El conocimiento del autoexamen mamario se halla aceptablemente difundido en la población, pero no es frecuente su realización habitual.

La edad de comienzo del autoexamen mamario sería recomendable a partir de los 20 años de edad, poniendo especial énfasis luego de los 35 años.

 

CONCLUSIONES:

La prevención del cáncer de mama debe realizarse intentando detectar las lesiones mínimas, iniciales, no habiéndose obtenido resultados positivos en prevención primaria.

Cuando un organismo público o privado implementa un programa de detección de cáncer, para lograr una disminución real de la mortalidad, este debe prolongarse por un período no inferior a 10 o 12 años y no debe ser interrumpido durante ese tiempo.

En el cáncer de mama, la población a estudiar, debe ser aquella mayor de 40 años y menor de 70 años.
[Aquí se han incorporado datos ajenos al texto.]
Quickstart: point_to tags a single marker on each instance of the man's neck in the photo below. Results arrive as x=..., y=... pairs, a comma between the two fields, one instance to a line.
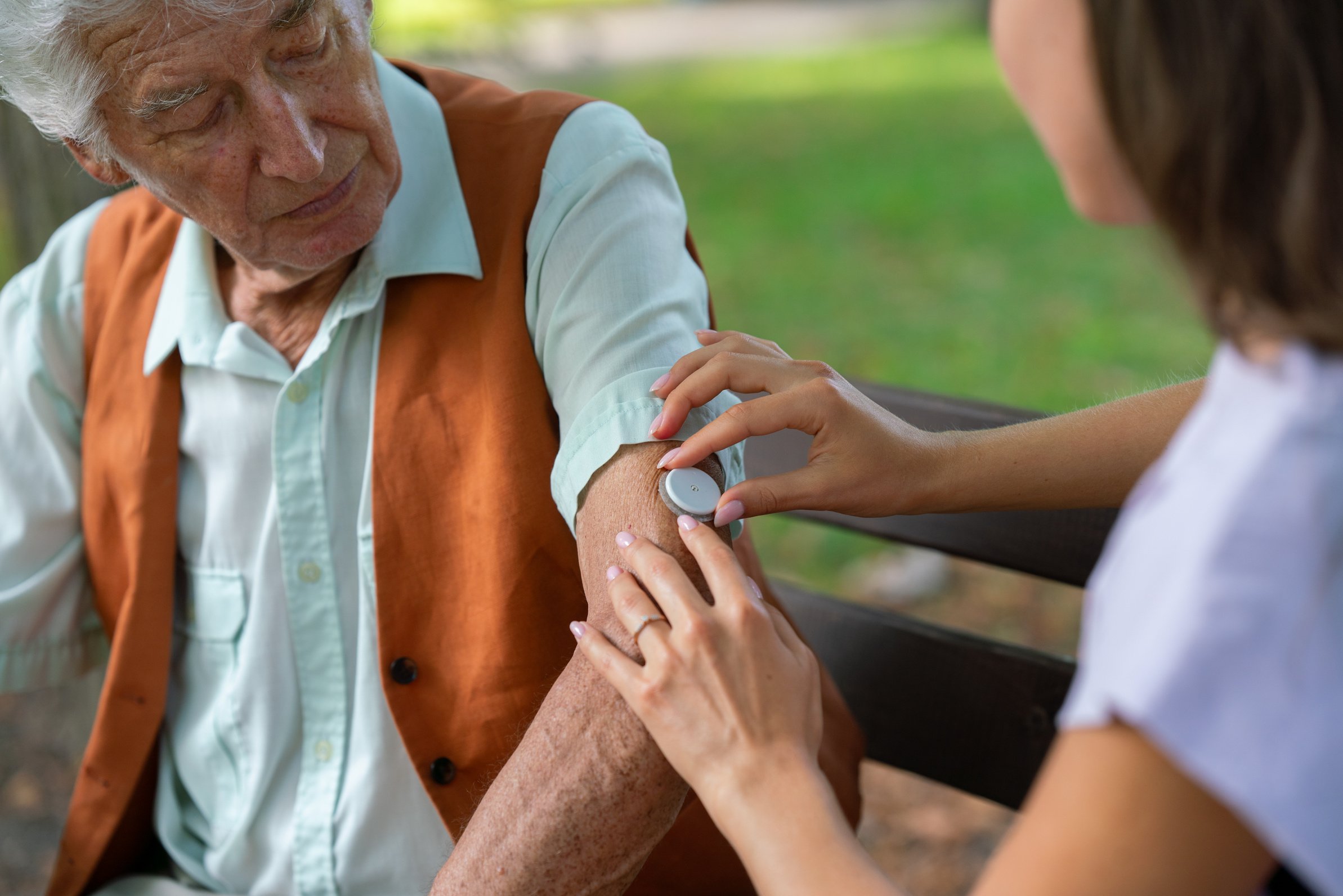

Por encima de esta edad la mortalidad es mayor por otras causas. Como resulta comprensible, esto puede modificarse comprendiendo de la expectativa de vida de la población en estudio.

Si se quieren obtener resultados similares pero con menores costos, la edad de comienzo de la población a estudiar puede ser a los 50 años. En el grupo de mujeres mayores de esta edad la incidencia del carcinoma es mayor y por otra parte en las de edad inferior a los 50 años, por diferencia de densidad y de la presencia de otras lesiones de la mama, el número de falsos negativos y/o positivos es significativamente importante.

Un hecho importante a tener en cuenta es que si el grupo de pacientes tiene factores familiares o genéticos predisponentes, el estudio se debe iniciar a edades más tempranas.

Actualmente existiría acuerdo en recomendar la realización de senografías en mujeres entre 50 y 69 años, la que debería ser reiterada cada 12 o 30 meses; dependiendo siempre de los recursos disponibles y del riesgo de las pacientes.

Por otra parte, si se decide realizar screening senográfico entre los 40 y 49 años, éste debe reiterarse anualmente para poder obtener buenos resultados (recordar que en este período existen numerosos falsos positivos).

Es necesario ser protagonista, debiendo compartir esta responsabilidad los individuos, el Estado y la comunidad toda, en una participación activa, para favorecer la prevención y la detección temprana de los procesos neoplásicos.